The Comet Is Coming roztacza apokaliptyczne wizje i odwołuje się do kosmicznej energii, nie tylko swoją nazwą czy tytułami kompozycji, lecz także poprzez komunikację z fanami, choćby publikując na swojej stronie internetowej nietypowy, owiany kosmiczną tajemniczością manifest zapowiadający koncerty z najnowszym repertuarem. Londyńska grupa ucieka daleko od głównego nurtu muzyki jazzowej. Artyści łączą improwizację saksofonisty, brzmienia syntezatorów oraz intensywną rytmikę perkusisty, by przepuścić całość przez nietypowe dźwiękowe filtry. To kosmiczna mieszanka, w której znajdziemy elementy przypominające różne gatunki muzyczne: od transu i alternatywy, przez hip-hop, po rave i elektropunk, ale również jazz, choć ten korespondujący z tajemniczym nastrojem unoszącym się nad muzyką Mahavishnu Orchestra czy Sun Ra Arkestra.
The Comet Is Coming to formacja wywodząca się z tętniącej wielokulturowością londyńskiej sceny muzycznej. Założony sześć lat temu zespół tworzą muzycy kryjący się pod pseudonimami: saksofonista i klarnecista King Shabaka (Shabaka Hutchings), klawiszowiec Danalogue The Conqueror (Dan Leavers) i perkusista Betamax Killer (Max Hallett).
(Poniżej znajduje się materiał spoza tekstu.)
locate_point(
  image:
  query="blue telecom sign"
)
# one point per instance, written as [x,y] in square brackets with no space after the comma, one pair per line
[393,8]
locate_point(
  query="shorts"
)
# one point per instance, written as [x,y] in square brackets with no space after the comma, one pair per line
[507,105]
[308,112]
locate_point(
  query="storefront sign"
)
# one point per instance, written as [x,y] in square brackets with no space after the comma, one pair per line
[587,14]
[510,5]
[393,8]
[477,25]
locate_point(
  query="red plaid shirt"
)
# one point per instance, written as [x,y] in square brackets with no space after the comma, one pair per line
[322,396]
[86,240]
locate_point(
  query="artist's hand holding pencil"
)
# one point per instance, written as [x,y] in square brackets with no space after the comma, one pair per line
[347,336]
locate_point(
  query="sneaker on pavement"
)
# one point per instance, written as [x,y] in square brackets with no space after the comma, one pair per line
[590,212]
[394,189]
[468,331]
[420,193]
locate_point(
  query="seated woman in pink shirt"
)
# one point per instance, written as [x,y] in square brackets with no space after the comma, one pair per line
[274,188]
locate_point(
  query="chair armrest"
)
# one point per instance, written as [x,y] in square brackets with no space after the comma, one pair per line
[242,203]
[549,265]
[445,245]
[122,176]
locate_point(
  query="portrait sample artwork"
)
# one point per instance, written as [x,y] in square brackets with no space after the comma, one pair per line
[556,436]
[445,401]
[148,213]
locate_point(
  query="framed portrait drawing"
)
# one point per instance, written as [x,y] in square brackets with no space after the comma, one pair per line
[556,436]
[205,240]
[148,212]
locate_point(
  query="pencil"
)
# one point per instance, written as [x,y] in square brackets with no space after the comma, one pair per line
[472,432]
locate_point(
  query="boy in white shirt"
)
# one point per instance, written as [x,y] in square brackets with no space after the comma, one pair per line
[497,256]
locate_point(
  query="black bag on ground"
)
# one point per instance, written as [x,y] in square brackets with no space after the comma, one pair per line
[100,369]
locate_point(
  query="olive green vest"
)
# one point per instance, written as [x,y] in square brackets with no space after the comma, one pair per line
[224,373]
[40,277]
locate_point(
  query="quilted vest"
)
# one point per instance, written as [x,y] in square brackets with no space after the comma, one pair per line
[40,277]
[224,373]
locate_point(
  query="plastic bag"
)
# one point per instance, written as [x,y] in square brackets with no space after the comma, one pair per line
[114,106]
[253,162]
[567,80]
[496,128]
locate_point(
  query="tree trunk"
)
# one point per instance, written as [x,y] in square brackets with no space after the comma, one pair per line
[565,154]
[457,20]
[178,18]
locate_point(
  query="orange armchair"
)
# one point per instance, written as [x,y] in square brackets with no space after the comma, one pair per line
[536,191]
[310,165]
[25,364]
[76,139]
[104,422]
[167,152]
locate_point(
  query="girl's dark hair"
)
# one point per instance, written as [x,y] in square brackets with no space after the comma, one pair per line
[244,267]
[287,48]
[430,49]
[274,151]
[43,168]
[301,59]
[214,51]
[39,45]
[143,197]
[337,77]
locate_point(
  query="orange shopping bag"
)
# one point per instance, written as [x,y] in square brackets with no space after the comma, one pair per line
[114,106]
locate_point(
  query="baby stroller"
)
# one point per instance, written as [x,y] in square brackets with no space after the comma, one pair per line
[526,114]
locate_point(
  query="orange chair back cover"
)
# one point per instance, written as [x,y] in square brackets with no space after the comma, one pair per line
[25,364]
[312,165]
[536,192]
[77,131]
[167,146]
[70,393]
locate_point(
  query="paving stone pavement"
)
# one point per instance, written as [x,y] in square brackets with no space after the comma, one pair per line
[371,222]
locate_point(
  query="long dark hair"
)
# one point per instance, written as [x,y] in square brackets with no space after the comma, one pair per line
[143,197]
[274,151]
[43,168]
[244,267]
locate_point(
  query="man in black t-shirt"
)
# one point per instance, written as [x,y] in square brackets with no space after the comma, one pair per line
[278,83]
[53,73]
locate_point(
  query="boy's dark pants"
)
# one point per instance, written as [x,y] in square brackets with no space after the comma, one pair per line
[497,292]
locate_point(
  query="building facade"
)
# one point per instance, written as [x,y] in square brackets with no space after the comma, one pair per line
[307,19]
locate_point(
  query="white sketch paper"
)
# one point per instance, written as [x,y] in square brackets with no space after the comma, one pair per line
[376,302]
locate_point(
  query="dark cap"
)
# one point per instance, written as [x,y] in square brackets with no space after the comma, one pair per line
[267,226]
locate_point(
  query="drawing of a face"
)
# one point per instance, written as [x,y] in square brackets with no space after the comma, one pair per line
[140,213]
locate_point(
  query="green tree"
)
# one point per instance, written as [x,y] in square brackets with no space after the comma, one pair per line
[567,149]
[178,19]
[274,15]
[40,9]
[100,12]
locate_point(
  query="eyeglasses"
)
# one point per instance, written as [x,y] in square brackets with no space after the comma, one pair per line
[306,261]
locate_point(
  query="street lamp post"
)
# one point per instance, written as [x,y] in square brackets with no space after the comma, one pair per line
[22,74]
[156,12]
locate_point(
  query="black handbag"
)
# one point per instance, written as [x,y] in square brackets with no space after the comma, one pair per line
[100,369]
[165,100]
Najbardziej rozpoznawalnym artystą z tego tria jest z pewnością Hutchings – twórca o bardzo szerokim horyzoncie muzycznym, którego nazwisko od kilku lat zdobi plakaty najważniejszych festiwali jazzowych w Europie. Jest on jedną z kluczowych postaci londyńskiego środowiska, a w jego projektach jak w soczewce skupiają się muzyczne trendy współczesnego pokolenia.
W tym roku trio oficjalnie dołączyło do grona artystów reprezentujących legendarną wytwórnię Impulse! Records. W marcu światło dzienne ujrzał ich pierwszy wydany w amerykańskim katalogu album Trust in the Lifeforce of the Deep Mystery. Podobnie jak na płycie, tak i na wrocławskim festiwalu The Comet Is Coming zagra wielowątkowy i nowoczesny materiał, który nie mieści się w ściśle określonych ramach gatunkowych.